The UNIX Future beckons...

Concluding this somewhat fragmentary account, I want to underline some trends, which are commonly believed to hold true in the years coming. As any such propositions can be wrong, this one makes no exception; but I'm confident, that the major parts will prove right.

The Kernel: the most advanced are the above mentioned object oriented kernels like Darwin, Mach or Hurd. They are not only easier to maintain than classical ones like the Linux or Solaris kernels, but offer a valuable advantage in a technical way: they can "hot-plug-in" new kernel components during run- and lifetime, even when the functionality wasn't prepared at kernel build time --- such things are only possible on a rather limited base with more classical kernel architectures. This may become the standard kernel model of the future.

The command and configuration layer: /etc is further the most likely place, where UNIX system configuration will take place, and the commands with the best perspective are the GNU tools, today already often not only used on GNU/Linux, but also on other UNIX flavors due to their ubiquitous presence, capabilities and uniformity.

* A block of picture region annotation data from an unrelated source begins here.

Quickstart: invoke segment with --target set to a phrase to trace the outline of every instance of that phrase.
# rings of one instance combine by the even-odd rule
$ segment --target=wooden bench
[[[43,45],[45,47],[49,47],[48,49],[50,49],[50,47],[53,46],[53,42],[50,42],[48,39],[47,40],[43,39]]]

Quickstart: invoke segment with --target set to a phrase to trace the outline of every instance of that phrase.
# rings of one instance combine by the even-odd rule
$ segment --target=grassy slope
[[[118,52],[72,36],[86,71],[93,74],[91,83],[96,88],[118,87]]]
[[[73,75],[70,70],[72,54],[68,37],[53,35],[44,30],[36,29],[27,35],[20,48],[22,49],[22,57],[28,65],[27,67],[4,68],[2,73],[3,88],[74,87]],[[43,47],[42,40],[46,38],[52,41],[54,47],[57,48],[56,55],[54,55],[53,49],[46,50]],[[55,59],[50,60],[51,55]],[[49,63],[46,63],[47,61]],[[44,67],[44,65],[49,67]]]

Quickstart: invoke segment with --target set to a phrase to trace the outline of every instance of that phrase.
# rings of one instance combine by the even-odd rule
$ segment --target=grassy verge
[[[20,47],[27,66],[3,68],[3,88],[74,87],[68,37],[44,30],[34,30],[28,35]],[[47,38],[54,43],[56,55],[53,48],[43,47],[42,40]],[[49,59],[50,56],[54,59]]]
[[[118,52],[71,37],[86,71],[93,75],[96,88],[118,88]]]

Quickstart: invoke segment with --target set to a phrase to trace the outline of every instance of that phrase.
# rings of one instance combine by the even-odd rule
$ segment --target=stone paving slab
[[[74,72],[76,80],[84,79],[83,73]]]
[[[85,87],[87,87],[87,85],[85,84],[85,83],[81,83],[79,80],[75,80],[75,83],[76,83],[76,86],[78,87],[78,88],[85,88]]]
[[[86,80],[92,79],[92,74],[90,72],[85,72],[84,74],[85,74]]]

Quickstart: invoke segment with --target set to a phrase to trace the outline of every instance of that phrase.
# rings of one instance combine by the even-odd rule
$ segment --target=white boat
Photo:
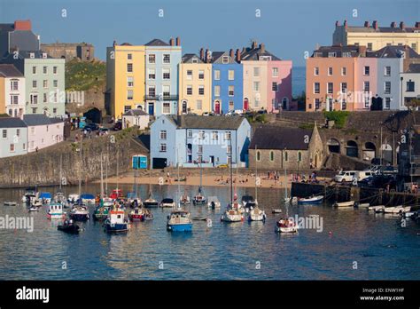
[[[66,212],[63,210],[63,204],[60,202],[51,203],[48,206],[48,218],[65,218]]]
[[[221,208],[221,202],[217,196],[209,196],[207,200],[207,207],[215,210]]]
[[[333,206],[334,207],[354,207],[354,201],[335,202]]]

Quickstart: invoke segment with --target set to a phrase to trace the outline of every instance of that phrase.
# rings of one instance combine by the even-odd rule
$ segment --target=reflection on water
[[[66,188],[66,194],[77,188]],[[124,192],[131,190],[122,186]],[[153,196],[175,197],[177,187],[153,186]],[[186,187],[192,196],[197,187]],[[96,194],[99,186],[85,190]],[[147,196],[148,186],[139,186]],[[44,191],[54,192],[53,188]],[[182,189],[183,193],[183,188]],[[222,223],[228,188],[206,187],[222,207],[186,208],[194,221],[192,233],[166,230],[169,209],[153,209],[154,220],[132,225],[128,234],[110,235],[101,223],[79,223],[79,235],[57,230],[58,220],[48,220],[46,207],[27,212],[24,205],[3,206],[4,201],[19,201],[22,190],[0,191],[0,216],[33,217],[34,232],[0,229],[1,280],[367,280],[420,279],[420,226],[411,220],[401,227],[393,215],[369,214],[366,210],[337,210],[330,205],[289,207],[289,216],[319,215],[323,231],[301,229],[295,234],[275,233],[271,214],[281,204],[284,192],[261,189],[259,202],[268,213],[265,223]],[[253,194],[239,188],[237,194]],[[92,213],[94,206],[90,206]],[[358,269],[353,269],[356,261]]]

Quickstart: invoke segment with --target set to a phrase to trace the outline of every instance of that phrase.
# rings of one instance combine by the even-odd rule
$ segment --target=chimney
[[[15,20],[14,29],[15,30],[30,30],[32,28],[31,20]]]
[[[199,59],[204,61],[204,48],[201,47],[199,50]]]
[[[377,20],[373,20],[372,26],[375,30],[377,30]]]
[[[237,50],[237,62],[241,62],[241,51]]]
[[[260,44],[260,50],[261,51],[261,52],[264,52],[266,51],[266,45],[263,43]]]

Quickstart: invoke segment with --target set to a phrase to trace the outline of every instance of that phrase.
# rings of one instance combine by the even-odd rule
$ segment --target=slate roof
[[[170,44],[159,39],[152,39],[151,42],[146,43],[144,45],[146,46],[170,46]]]
[[[307,150],[305,136],[312,137],[312,130],[282,127],[259,127],[255,130],[249,149]]]
[[[12,64],[0,64],[0,76],[23,77],[23,75]]]
[[[144,111],[141,110],[140,108],[130,109],[123,115],[149,115],[149,114],[145,113]]]
[[[237,130],[245,118],[240,116],[200,116],[192,115],[169,116],[178,128]]]
[[[0,128],[26,128],[27,125],[20,118],[0,117]]]

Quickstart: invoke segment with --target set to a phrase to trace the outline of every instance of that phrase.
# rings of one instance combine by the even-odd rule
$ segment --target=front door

The GUI: as mentioned above, the question is not, if GNOME or KDE (both are based on the X server and it's window system) will win, but if the X window system will keep its prevailing position. The NextSTEP/Mac OS X alternative, called now Aqua, may change things, but this is a matter not only of time, but if the Aqua system delivers enough unreachable advantages over X, to substitute it anyway.

UNIX flavor consolidation: due to the efforts of IBM (contributed the AIX JFS under the GPL), HP, Compaq and SGI (contributed the IRIX XFS under the GPL too) and some others it's most likely, that AIX, HP-UX, Tru64 and IRIX will vanish in the medium to long run and being replaced by GNU/Linux or it's successor. Then only the reference UNIX of Sun, Solaris, and Apples NextSTEP successor, Mac OS X will stay in the UNIX world as own contributions; maybe also OpenUNIX (Caldera), FreeBSD or other BSD UNIX systems will live on too. Anyway, standard efforts like the FHS (File system Hierarchy Standard), LSB (Linux Standard Base) and UNIX 98 (and its successor[s]) should reduce the differences between any different kinds of UNIX further, and altogether the management of UNIX systems will be eased up further a lot.